Applications and requests regarding personal data can be sent via the Data Subject Application Form,,

• By sending your signature and photocopy of identity to the Esentepe Mahallesi Büyükdere Cad. No:127 Astoria AVM B Blok Kat:4 34394 Şişli – İstanbul or
• By signing with a secure electronic signature or mobile signature and sending it to the [email protected].
• By signing with a secure electronic signature or mobile signature, sending it to the [email protected] via registered electronic mail (KEP) or,
• By applying in person to the Esentepe Mahallesi Büyükdere Cad. No:127 Astoria AVM B Blok Kat:4 34394 Şişli – İstanbul with a valid identity document,.

to the Republic of Türkiye Ministry of Culture and Tourism, Türkiye Tourism Promotion and Development Agency.

In order to operate this process in the most effective way, it should be clearly and understandably indicated in their request which right is wished to be used and the details of the requested transaction.

The subject of the request should be about the data subject itself. If the application is made on behalf of someone else, the person making the request should rely on a specially documented authorization for the requested transaction (power of attorney). Unauthorized applications will be ignored.

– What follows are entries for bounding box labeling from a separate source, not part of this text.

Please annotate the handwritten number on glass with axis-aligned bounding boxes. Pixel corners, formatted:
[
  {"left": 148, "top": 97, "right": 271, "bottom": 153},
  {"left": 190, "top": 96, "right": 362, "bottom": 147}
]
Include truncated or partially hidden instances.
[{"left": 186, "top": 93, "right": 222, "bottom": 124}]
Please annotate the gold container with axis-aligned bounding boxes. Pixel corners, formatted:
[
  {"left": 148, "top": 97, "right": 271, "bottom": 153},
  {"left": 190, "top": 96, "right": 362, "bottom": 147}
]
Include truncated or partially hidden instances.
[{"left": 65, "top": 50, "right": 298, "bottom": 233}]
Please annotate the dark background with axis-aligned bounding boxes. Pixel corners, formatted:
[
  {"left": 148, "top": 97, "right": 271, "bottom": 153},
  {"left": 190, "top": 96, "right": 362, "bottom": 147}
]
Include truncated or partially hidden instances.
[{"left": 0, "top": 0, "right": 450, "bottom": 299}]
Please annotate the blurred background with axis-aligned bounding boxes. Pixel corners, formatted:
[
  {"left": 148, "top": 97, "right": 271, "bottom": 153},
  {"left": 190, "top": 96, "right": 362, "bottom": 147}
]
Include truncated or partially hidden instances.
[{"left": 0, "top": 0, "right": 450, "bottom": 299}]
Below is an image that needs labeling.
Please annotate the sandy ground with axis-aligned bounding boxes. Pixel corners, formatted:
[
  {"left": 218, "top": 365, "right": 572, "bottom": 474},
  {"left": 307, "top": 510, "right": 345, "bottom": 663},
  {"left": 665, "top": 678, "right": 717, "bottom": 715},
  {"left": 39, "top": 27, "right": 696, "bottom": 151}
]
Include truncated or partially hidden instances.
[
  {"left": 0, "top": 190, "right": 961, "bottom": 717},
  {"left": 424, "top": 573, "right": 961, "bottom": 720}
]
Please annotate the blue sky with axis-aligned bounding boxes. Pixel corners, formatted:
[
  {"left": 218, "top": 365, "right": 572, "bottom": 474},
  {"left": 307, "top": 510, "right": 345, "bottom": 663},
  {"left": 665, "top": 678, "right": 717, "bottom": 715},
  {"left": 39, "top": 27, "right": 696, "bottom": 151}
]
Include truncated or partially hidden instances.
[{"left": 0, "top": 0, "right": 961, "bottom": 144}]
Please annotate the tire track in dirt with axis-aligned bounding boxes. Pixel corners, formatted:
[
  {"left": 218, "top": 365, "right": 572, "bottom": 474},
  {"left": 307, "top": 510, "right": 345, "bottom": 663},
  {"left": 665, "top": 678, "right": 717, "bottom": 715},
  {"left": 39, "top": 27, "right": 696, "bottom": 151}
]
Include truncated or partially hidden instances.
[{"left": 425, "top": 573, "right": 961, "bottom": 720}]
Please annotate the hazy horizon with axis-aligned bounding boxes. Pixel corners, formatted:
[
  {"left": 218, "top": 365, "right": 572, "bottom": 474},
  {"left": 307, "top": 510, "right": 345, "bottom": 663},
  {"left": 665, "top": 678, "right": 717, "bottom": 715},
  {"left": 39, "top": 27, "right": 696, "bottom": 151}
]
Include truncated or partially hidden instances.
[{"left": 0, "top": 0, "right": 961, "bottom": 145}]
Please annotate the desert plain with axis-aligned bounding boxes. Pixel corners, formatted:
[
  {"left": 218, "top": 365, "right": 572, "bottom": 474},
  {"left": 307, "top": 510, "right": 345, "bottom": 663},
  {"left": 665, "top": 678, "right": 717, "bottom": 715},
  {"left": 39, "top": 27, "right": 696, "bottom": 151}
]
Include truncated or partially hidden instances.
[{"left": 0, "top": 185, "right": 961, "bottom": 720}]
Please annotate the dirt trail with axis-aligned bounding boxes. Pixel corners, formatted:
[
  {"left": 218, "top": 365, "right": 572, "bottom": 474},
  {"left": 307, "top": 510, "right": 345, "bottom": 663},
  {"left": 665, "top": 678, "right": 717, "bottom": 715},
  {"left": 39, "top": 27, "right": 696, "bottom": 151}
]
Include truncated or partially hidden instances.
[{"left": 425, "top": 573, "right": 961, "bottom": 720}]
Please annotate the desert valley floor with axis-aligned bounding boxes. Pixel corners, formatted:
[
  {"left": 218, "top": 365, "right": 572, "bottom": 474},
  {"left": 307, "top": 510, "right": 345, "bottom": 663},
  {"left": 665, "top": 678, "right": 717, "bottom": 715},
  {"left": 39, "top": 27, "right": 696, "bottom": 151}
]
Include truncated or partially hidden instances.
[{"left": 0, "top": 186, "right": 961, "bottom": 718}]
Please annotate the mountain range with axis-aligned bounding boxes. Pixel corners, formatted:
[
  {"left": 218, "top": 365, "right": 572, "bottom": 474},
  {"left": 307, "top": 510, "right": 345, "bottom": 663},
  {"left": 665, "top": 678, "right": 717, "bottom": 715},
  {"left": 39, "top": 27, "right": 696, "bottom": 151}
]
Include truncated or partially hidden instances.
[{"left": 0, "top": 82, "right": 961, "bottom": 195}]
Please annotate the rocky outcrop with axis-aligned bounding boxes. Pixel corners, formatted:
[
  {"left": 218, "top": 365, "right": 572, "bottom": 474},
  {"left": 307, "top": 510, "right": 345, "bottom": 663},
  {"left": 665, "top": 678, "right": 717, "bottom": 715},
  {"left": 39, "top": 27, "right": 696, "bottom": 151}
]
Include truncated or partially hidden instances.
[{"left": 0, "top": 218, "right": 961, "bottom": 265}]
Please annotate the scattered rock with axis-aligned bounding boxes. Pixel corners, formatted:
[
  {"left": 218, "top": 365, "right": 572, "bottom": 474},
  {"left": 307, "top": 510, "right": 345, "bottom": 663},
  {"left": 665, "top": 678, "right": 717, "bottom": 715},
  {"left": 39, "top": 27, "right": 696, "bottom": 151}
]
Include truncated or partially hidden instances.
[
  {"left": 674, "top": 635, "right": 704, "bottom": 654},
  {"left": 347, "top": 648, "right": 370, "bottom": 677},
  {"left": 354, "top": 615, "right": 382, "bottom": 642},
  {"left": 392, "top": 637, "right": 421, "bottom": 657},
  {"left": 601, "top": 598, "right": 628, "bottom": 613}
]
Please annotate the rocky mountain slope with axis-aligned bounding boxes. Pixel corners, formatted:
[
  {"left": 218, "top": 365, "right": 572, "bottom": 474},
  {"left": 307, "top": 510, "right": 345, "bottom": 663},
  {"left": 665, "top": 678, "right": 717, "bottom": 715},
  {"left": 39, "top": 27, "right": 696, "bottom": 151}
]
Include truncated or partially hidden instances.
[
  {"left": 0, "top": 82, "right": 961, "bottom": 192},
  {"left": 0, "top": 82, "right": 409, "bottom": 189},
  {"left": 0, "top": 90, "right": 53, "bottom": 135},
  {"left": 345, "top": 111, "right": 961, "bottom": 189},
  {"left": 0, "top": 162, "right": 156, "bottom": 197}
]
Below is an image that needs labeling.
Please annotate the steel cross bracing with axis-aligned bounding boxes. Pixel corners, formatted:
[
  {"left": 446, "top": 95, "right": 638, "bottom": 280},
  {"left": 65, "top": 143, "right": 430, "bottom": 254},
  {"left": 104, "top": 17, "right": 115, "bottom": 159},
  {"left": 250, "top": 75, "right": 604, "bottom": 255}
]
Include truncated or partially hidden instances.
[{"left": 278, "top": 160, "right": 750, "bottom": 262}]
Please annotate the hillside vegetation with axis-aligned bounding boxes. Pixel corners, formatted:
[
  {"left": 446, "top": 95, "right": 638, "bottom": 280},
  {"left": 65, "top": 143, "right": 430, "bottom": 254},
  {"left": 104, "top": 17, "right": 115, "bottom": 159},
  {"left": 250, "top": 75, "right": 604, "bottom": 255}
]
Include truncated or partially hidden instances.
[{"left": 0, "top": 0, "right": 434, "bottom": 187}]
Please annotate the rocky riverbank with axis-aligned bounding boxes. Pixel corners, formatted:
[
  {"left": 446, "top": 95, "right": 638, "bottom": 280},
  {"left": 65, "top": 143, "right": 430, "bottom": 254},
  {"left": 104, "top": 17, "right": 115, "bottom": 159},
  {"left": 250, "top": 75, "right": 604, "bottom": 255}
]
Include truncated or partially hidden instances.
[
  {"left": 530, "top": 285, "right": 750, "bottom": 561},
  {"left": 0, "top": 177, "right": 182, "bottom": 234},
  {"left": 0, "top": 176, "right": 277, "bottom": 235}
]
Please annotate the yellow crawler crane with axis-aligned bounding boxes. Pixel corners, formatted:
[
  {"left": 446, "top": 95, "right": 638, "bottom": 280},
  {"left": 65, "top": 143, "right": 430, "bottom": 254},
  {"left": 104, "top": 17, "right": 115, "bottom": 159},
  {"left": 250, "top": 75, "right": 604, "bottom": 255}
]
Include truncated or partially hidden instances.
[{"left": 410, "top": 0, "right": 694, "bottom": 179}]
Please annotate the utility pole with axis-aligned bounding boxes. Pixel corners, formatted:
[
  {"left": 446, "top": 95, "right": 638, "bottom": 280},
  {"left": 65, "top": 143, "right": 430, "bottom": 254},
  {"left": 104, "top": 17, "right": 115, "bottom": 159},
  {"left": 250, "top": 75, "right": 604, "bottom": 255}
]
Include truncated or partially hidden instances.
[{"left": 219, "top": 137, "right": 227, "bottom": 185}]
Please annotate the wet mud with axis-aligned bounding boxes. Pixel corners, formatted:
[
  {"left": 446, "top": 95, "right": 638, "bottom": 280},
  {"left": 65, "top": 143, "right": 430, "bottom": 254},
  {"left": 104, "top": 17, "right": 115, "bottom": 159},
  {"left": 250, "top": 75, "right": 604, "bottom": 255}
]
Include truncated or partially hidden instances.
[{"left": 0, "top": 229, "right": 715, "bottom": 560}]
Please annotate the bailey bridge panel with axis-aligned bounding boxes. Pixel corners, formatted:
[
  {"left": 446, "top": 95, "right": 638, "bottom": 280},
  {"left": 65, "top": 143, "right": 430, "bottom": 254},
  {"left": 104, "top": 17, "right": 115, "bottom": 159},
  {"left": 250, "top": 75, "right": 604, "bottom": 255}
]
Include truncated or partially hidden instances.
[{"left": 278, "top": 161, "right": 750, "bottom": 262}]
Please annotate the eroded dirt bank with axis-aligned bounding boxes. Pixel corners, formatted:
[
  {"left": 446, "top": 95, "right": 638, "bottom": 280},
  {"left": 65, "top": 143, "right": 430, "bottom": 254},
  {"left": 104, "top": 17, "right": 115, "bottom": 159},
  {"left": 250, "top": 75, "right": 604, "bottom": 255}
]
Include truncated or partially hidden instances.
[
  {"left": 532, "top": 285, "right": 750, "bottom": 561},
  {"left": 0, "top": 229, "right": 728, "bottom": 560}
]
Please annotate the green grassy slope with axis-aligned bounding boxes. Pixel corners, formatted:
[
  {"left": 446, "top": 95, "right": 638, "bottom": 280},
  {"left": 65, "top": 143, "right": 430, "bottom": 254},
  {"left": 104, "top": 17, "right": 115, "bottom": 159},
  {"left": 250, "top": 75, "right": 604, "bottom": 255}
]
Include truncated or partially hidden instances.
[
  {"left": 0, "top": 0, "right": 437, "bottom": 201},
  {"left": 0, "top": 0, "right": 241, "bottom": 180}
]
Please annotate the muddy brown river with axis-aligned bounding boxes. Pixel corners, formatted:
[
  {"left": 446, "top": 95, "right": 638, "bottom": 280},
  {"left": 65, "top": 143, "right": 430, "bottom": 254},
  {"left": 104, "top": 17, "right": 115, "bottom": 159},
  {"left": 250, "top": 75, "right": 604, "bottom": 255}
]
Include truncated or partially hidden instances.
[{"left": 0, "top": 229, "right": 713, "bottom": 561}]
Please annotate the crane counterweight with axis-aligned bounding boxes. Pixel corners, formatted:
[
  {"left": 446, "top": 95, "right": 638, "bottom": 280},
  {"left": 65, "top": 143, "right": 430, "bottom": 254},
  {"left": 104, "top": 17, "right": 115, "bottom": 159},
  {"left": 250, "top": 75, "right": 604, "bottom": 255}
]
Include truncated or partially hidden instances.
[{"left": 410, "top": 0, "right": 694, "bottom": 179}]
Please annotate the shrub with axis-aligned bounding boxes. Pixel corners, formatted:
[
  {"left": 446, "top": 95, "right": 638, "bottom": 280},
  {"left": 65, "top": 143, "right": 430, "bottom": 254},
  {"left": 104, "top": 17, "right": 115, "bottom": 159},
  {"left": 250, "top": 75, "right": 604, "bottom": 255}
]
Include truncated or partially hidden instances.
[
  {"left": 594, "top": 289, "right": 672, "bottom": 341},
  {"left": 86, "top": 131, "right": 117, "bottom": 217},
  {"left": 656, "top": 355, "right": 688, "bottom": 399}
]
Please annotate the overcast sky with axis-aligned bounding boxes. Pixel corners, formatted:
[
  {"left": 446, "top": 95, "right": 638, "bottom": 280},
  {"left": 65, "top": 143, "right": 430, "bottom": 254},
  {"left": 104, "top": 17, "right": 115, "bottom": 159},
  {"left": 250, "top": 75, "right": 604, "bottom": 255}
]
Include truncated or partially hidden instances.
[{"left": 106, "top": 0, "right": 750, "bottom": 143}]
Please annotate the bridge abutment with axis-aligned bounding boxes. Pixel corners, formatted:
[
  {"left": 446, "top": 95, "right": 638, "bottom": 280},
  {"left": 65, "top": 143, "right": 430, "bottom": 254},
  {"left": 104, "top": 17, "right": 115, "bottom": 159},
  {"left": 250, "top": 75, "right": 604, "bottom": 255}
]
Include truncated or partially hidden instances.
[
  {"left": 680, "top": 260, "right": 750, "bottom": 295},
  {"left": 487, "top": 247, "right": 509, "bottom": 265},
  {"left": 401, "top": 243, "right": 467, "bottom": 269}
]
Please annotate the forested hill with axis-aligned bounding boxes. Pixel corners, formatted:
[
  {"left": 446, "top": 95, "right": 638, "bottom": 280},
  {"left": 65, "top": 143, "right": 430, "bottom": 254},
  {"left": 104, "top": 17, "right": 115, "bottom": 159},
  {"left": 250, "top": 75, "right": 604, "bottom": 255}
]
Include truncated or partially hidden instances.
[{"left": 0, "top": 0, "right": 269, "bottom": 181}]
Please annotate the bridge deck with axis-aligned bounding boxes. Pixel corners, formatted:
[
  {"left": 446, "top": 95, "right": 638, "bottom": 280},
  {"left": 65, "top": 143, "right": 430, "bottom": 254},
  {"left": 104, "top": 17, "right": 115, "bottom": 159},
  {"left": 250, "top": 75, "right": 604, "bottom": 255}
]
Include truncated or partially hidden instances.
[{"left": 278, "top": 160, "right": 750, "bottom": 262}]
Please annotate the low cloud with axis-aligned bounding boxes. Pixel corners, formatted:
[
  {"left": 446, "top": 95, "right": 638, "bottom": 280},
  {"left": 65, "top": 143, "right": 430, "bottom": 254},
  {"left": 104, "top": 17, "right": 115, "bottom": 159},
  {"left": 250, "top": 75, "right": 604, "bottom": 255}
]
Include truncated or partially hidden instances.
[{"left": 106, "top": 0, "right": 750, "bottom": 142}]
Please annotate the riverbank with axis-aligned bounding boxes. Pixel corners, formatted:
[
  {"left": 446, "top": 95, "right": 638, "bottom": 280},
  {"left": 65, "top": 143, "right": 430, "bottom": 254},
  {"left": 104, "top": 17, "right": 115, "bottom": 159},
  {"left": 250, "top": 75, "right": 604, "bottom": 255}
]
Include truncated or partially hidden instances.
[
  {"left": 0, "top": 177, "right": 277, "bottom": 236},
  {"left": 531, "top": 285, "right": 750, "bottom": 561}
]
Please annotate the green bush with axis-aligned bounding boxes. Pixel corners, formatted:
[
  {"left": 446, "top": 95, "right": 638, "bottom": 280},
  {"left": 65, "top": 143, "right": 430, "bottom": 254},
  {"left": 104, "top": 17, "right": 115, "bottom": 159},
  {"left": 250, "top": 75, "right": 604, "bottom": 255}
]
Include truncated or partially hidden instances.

b. Evaluation of the Application

Applications are evaluated as soon as possible, and at the latest within 30 days from the date of receipt of the application.

During the evaluation process, additional information and documents can be requested if required, and a fee may be charged for fulfilling the request in cases that comply with the relevant legislation.

TGA takes all necessary administrative and technical measures in order to conclude the applications made by the data subject effectively and in accordance with the law and the principle of honesty.